GM-UAW Talks: Temporary Workers Are a Sticking Point
By Michelle Krebs September 14, 2007By Joseph Szczesny
Selected Thursday as the strike target by the United Auto Workers union, General Motors recently slashed production of its full-size pickup trucks and large SUVs, laying off employees. At the same time, GM boosted output of its hot crossovers models, using temporary workers.
Such production adjustments underscores U.S. automakers' determination to keeping vehicle supplies in line with demand to compete with Asian manufacturers, especially Toyota, which have lower labor rates and smaller fixed costs.
The use of temporary workers -- and the potential for their expanded use --also illustrates one of the most contentious issues with GM as well as Ford and Chrysler, in the current labor talks. The deadline for the current contract expires at midnight Friday.
Tale of Two GM Plants
In Lansing, Michigan, GM is adding a third shift at its assembly plant that produces its hot new crossovers -- the Buick Enclave, GMC Acadia and Saturn Outlook. Roughly 500 temporary workers were brought in this month to help boost the production. Some of the temporary workers had been laid off earlier in the year after more full-time employees transferred into the plant.

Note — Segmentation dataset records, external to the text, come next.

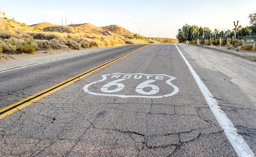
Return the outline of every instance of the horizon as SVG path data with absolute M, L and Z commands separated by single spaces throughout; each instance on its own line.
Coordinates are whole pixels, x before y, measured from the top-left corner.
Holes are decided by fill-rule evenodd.
M 66 18 L 67 25 L 71 23 L 90 23 L 98 27 L 117 25 L 147 37 L 176 39 L 178 30 L 186 24 L 225 32 L 232 31 L 234 21 L 239 20 L 238 25 L 245 27 L 249 25 L 249 14 L 256 11 L 256 2 L 247 0 L 242 2 L 217 0 L 214 3 L 184 0 L 182 4 L 168 0 L 143 1 L 46 0 L 39 3 L 14 0 L 1 4 L 0 11 L 7 13 L 9 19 L 13 18 L 27 25 L 46 22 L 61 26 L 62 20 L 65 25 Z

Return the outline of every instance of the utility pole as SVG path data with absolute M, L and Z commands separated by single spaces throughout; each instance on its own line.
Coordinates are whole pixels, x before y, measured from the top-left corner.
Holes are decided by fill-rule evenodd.
M 71 33 L 72 33 L 72 22 L 71 22 Z

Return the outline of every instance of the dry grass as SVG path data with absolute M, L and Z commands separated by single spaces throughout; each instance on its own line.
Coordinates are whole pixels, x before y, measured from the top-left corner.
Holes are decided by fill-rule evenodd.
M 126 38 L 134 35 L 116 25 L 99 27 L 90 23 L 58 26 L 43 22 L 29 26 L 0 18 L 0 53 L 32 53 L 35 50 L 69 48 L 80 50 L 91 46 L 148 44 L 161 40 L 142 36 L 137 39 Z

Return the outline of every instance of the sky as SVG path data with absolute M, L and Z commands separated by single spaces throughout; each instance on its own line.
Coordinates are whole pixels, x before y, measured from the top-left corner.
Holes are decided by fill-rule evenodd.
M 9 18 L 29 25 L 66 21 L 117 24 L 146 37 L 173 39 L 187 23 L 225 31 L 239 20 L 244 27 L 249 25 L 249 14 L 256 12 L 256 0 L 0 0 L 0 11 Z

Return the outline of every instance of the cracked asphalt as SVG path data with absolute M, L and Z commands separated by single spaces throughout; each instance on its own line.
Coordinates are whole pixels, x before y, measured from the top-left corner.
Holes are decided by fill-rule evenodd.
M 255 154 L 256 104 L 250 92 L 234 82 L 236 78 L 229 73 L 202 65 L 200 62 L 207 61 L 197 53 L 211 56 L 202 48 L 177 46 Z M 121 46 L 0 73 L 0 106 L 3 108 L 141 46 Z M 221 54 L 206 50 L 213 57 Z M 234 63 L 249 62 L 227 55 L 221 56 Z M 255 63 L 247 64 L 255 68 Z M 102 75 L 116 73 L 120 76 L 110 75 L 99 81 Z M 174 90 L 160 74 L 176 78 L 171 82 L 179 91 L 149 97 Z M 125 80 L 110 85 L 110 93 L 101 90 L 121 78 Z M 149 80 L 155 82 L 145 84 Z M 88 88 L 92 93 L 84 91 L 95 82 Z M 244 85 L 249 86 L 248 83 Z M 145 88 L 139 93 L 138 84 L 154 84 L 159 91 L 152 94 L 152 88 Z M 137 97 L 109 95 L 114 94 Z M 238 156 L 171 44 L 144 48 L 0 119 L 0 156 Z

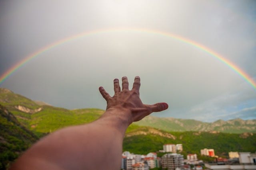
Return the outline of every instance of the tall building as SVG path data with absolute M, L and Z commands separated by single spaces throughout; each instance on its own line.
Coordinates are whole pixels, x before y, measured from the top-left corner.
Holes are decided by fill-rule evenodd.
M 166 154 L 162 157 L 163 168 L 175 170 L 177 168 L 181 168 L 184 165 L 183 155 L 180 154 Z
M 239 152 L 239 164 L 230 164 L 228 162 L 218 164 L 217 162 L 205 164 L 205 166 L 211 170 L 256 170 L 256 153 Z
M 197 160 L 197 157 L 196 154 L 188 154 L 187 155 L 187 159 L 190 161 L 195 161 Z
M 126 160 L 127 158 L 126 156 L 122 156 L 122 164 L 121 165 L 121 169 L 125 170 L 126 168 Z
M 214 149 L 207 149 L 207 148 L 205 148 L 204 149 L 201 150 L 201 155 L 208 156 L 211 157 L 214 157 L 215 156 Z
M 177 144 L 176 145 L 176 150 L 177 151 L 182 151 L 183 150 L 183 147 L 182 147 L 182 144 Z
M 176 146 L 174 144 L 164 144 L 163 148 L 164 152 L 176 153 Z
M 132 165 L 132 170 L 149 170 L 149 167 L 146 164 L 138 162 Z
M 237 152 L 228 152 L 228 156 L 230 159 L 238 158 L 239 155 Z
M 128 157 L 126 159 L 126 170 L 131 170 L 132 165 L 135 164 L 135 159 L 132 157 Z

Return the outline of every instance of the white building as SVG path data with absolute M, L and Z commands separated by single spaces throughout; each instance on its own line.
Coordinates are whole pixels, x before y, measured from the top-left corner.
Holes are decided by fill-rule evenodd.
M 256 153 L 239 152 L 239 162 L 240 164 L 256 164 Z
M 256 170 L 256 153 L 239 152 L 239 164 L 218 165 L 216 163 L 205 164 L 205 166 L 212 170 Z
M 149 167 L 146 164 L 136 163 L 132 165 L 132 170 L 149 170 Z
M 214 157 L 215 156 L 214 150 L 213 149 L 207 149 L 205 148 L 201 150 L 201 155 Z
M 126 156 L 122 156 L 122 164 L 121 165 L 121 169 L 125 170 L 126 168 L 126 160 L 127 158 Z
M 156 152 L 150 152 L 148 153 L 146 157 L 146 158 L 152 157 L 155 159 L 156 159 L 156 158 L 157 158 L 157 154 Z
M 177 151 L 182 151 L 183 150 L 183 147 L 182 147 L 182 144 L 177 144 L 176 145 L 176 150 Z
M 239 155 L 237 152 L 228 152 L 228 156 L 229 158 L 233 159 L 233 158 L 238 158 Z
M 187 155 L 187 159 L 190 161 L 197 160 L 197 156 L 196 154 L 190 154 Z
M 126 159 L 126 170 L 131 170 L 132 166 L 135 164 L 135 159 L 133 158 L 127 158 Z
M 164 152 L 176 153 L 176 146 L 174 144 L 164 144 L 163 148 Z
M 180 154 L 166 154 L 162 157 L 162 165 L 163 168 L 168 170 L 175 170 L 176 168 L 181 168 L 184 165 L 183 155 Z

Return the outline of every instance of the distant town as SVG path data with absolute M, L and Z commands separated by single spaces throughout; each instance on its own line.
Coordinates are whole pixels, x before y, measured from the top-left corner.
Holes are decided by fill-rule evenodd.
M 216 155 L 213 149 L 203 149 L 201 155 L 214 158 L 214 161 L 204 162 L 197 158 L 196 154 L 187 154 L 186 159 L 180 153 L 183 150 L 182 144 L 166 144 L 163 150 L 146 155 L 131 153 L 128 151 L 122 154 L 121 169 L 149 170 L 151 169 L 168 170 L 256 170 L 256 153 L 230 151 L 229 158 Z M 158 156 L 158 153 L 162 155 Z

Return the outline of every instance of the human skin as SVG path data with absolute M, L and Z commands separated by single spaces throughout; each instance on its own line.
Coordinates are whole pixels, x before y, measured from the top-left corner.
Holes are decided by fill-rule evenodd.
M 126 129 L 168 105 L 142 103 L 139 97 L 140 78 L 135 77 L 129 90 L 126 77 L 114 80 L 111 97 L 102 87 L 100 92 L 107 102 L 105 112 L 88 124 L 58 130 L 40 139 L 26 151 L 10 170 L 120 170 L 123 140 Z

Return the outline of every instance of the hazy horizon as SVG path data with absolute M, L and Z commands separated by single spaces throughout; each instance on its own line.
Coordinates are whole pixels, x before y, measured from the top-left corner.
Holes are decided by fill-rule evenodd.
M 219 54 L 256 81 L 256 2 L 122 0 L 0 2 L 0 76 L 31 54 L 65 38 L 12 74 L 0 87 L 68 109 L 105 109 L 98 92 L 113 80 L 141 78 L 145 104 L 166 102 L 152 115 L 256 119 L 256 89 L 216 58 L 172 34 Z M 123 31 L 122 31 L 122 28 Z

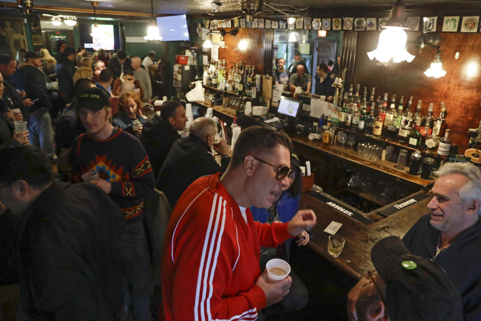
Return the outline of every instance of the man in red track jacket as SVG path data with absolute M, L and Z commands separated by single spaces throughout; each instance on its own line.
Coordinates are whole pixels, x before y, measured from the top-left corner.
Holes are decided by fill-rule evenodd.
M 270 207 L 289 186 L 291 144 L 283 132 L 247 128 L 225 173 L 198 179 L 180 197 L 164 242 L 161 318 L 256 320 L 289 292 L 290 277 L 270 282 L 261 271 L 260 247 L 311 228 L 316 216 L 301 210 L 270 225 L 254 222 L 248 207 Z

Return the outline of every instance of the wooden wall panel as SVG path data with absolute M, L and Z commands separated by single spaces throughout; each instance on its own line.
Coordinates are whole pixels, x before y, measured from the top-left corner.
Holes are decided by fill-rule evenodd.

Demand for the crossover vehicles is strong enough to justify the extra production, GM said. The temporary workers are expected to stay about six months, though it could be longer if customer demand is strong enough. "It plays into the whole idea of being able to fit production to match the dips and spikes," said GM spokesman Tom Wickham.
At the same time, GM is dismissing temporary blue-collar workers at a truck assembly plant in Pontiac, Michigan. Approximately 350 temporary workers from the Pontiac plant will face layoffs because of the cuts.
Jim Hall, bargaining chairman at UAW Local 594 in Pontiac, Michigan, said most of the temporary employees in the truck plant had accepted the jobs with the hope of getting full-time work at GM. "They're very disappointed," he said.
A Perennial Contentious Issue
The use of temporary or seasonal workers has been a contentious issue in the automobile industry for decades. The abrupt dismissal of workers because of overproduction was a major cause of the sit-down strikes in the 1930s, and the UAW demanded extra compensation for workers idled for long periods in exchange for concessions in the early 1980s. Without the use of long layoffs, over production and incentives became more common.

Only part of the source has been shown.